Il y a quelque chose de mystérieux dans la mobilisation de ce dimanche.

Car enfin il y a déjà eu, en France, des attentats terroristes de grande ampleur.
Et l’on a connu des époques (guerre d’Algérie…) où des bombes explosaient chaque matin, où l’on tirait, au Petit-Clamart, sur le président de la République et où FLN et OAS rivalisaient de sauvagerie pour mettre Paris à feu et à sang.
Mais jamais l’on n’avait vu 43 chefs d’Etat, autant dire un quart des Nations unies, faire le voyage pour défiler au coude-à-coude avec les survivants des attentats.
Jamais, depuis le 8 novembre 1942 et le discours en français de Roosevelt sur Radio-Londres, l’on n’avait eu l’équivalent d’un John Kerry prononçant, lui aussi, dans la langue
de Molière son hallucinant «Je suis Charlie».
Et ces millions de Parisiens descendus dans la rue pour pleurer un journal satirique dont ils connaissaient, la veille encore, tout juste l’existence…

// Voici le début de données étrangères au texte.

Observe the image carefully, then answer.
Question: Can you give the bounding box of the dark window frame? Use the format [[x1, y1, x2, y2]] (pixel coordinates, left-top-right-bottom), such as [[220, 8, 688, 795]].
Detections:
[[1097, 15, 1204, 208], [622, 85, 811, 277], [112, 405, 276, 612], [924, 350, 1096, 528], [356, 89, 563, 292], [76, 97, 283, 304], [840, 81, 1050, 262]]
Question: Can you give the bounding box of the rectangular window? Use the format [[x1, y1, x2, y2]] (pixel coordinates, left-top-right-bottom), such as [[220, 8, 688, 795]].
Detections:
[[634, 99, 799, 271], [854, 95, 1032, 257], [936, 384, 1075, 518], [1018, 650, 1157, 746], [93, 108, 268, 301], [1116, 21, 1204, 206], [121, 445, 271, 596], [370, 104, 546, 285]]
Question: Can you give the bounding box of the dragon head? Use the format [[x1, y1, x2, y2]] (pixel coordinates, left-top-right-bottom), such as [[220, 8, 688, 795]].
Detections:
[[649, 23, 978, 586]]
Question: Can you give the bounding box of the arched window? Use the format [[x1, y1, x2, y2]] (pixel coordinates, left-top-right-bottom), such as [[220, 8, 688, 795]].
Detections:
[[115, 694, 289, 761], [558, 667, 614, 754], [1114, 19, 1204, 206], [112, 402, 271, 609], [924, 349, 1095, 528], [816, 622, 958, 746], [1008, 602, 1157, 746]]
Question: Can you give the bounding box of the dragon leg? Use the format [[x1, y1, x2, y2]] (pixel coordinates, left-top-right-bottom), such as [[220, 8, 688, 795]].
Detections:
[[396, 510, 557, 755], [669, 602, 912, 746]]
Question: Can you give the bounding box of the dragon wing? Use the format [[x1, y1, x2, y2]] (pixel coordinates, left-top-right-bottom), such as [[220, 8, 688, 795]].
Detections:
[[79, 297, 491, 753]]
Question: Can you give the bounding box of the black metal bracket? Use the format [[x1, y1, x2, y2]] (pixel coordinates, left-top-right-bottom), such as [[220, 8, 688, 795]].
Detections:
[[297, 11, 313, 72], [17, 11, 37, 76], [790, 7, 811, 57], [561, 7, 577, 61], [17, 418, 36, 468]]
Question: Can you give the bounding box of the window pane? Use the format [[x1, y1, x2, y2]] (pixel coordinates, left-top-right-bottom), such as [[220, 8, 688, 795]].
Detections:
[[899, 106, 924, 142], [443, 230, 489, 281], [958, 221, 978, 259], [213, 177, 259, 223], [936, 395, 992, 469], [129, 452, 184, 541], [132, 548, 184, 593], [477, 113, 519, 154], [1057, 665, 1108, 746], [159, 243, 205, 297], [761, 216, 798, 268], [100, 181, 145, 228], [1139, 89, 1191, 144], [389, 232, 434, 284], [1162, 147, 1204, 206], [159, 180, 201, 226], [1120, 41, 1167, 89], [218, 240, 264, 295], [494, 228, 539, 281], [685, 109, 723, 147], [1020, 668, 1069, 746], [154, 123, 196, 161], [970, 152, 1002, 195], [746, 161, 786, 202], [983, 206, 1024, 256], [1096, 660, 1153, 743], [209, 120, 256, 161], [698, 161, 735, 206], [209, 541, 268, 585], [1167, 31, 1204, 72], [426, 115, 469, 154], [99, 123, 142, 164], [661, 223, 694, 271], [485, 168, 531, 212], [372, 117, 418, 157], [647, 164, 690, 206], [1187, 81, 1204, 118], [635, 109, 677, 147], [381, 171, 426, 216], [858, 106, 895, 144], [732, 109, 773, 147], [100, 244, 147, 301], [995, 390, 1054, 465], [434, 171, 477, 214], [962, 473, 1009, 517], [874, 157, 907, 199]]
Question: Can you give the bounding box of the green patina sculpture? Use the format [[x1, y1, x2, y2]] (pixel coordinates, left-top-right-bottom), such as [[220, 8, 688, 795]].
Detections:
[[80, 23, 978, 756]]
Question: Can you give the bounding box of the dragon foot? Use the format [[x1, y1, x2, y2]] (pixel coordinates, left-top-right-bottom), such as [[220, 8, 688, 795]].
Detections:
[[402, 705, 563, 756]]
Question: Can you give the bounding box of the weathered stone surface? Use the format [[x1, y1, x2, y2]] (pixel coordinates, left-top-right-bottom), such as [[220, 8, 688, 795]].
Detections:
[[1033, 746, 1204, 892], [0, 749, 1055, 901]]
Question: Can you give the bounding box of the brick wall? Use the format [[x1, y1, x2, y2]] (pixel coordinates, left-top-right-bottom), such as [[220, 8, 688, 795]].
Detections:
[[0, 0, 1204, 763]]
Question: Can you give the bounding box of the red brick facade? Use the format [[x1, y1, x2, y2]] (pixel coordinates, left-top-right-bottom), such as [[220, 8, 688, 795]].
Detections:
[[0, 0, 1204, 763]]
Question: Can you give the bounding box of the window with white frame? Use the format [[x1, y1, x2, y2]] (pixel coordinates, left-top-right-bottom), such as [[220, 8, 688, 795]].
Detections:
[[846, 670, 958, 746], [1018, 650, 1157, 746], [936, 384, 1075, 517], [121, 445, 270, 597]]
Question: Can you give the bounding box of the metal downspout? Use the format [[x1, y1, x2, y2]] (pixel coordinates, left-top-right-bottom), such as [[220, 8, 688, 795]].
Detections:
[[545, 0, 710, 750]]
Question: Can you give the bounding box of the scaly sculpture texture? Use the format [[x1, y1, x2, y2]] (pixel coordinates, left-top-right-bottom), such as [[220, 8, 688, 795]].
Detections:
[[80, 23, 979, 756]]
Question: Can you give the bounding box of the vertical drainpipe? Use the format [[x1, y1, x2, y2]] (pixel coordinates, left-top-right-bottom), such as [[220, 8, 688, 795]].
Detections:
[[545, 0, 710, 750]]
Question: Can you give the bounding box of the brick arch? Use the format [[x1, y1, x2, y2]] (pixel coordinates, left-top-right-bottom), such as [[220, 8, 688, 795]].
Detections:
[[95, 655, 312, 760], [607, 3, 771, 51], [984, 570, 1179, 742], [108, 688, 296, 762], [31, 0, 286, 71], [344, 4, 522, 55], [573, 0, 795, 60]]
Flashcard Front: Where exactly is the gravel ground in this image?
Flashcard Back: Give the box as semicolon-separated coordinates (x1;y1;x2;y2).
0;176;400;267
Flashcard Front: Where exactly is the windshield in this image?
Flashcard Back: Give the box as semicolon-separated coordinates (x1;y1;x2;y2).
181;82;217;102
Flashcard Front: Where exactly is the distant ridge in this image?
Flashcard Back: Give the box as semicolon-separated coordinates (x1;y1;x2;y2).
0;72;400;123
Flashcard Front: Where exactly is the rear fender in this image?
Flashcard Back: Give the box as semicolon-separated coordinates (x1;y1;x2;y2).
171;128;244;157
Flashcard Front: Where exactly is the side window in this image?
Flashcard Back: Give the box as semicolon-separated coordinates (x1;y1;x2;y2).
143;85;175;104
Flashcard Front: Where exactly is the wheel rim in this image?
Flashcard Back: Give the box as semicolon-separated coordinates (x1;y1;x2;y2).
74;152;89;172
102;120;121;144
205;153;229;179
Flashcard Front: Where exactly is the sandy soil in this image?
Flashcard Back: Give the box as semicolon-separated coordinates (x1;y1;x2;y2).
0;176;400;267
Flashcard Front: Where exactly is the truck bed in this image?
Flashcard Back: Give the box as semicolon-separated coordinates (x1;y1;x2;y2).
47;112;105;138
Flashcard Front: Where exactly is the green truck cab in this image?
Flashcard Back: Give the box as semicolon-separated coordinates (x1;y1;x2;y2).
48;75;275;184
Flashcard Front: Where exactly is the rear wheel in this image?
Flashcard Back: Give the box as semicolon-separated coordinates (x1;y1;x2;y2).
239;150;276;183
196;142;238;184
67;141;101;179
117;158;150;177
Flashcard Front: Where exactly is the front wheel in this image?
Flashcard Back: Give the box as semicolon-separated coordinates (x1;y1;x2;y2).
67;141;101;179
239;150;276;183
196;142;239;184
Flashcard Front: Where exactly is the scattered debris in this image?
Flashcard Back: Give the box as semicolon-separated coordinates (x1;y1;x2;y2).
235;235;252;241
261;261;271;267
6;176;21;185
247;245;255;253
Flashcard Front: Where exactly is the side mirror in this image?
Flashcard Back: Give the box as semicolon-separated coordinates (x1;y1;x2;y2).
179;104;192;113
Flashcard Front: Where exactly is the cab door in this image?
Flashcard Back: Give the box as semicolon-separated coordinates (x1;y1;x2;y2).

Et ces églises sonnant le glas pour des caricaturistes dont elles étaient les premières cibles…
Et ces musulmans de France – pas tous naturellement, pas tous… – que l’on attendait depuis si longtemps et qui se sont sentis requis, appelés par la circonstance : «pas en notre nom… les islamistes hors de l’islam… il y a une bataille au sein de l’islam et nous défendons pied à pied notre islam de paix contre celui qui arme les assassins de flics, de journalistes et de juifs…»
Et puis ces profiteurs de haine qui, au Front national, croyaient capitaliser sur la tragédie (ah! la pauvre Mme Le Pen confondant une manifestation populaire avec un bal à Vienne et réclamant sottement son bristol avant de décider, boudeuse, d’aller défiler, seule, à… Beaucaire!).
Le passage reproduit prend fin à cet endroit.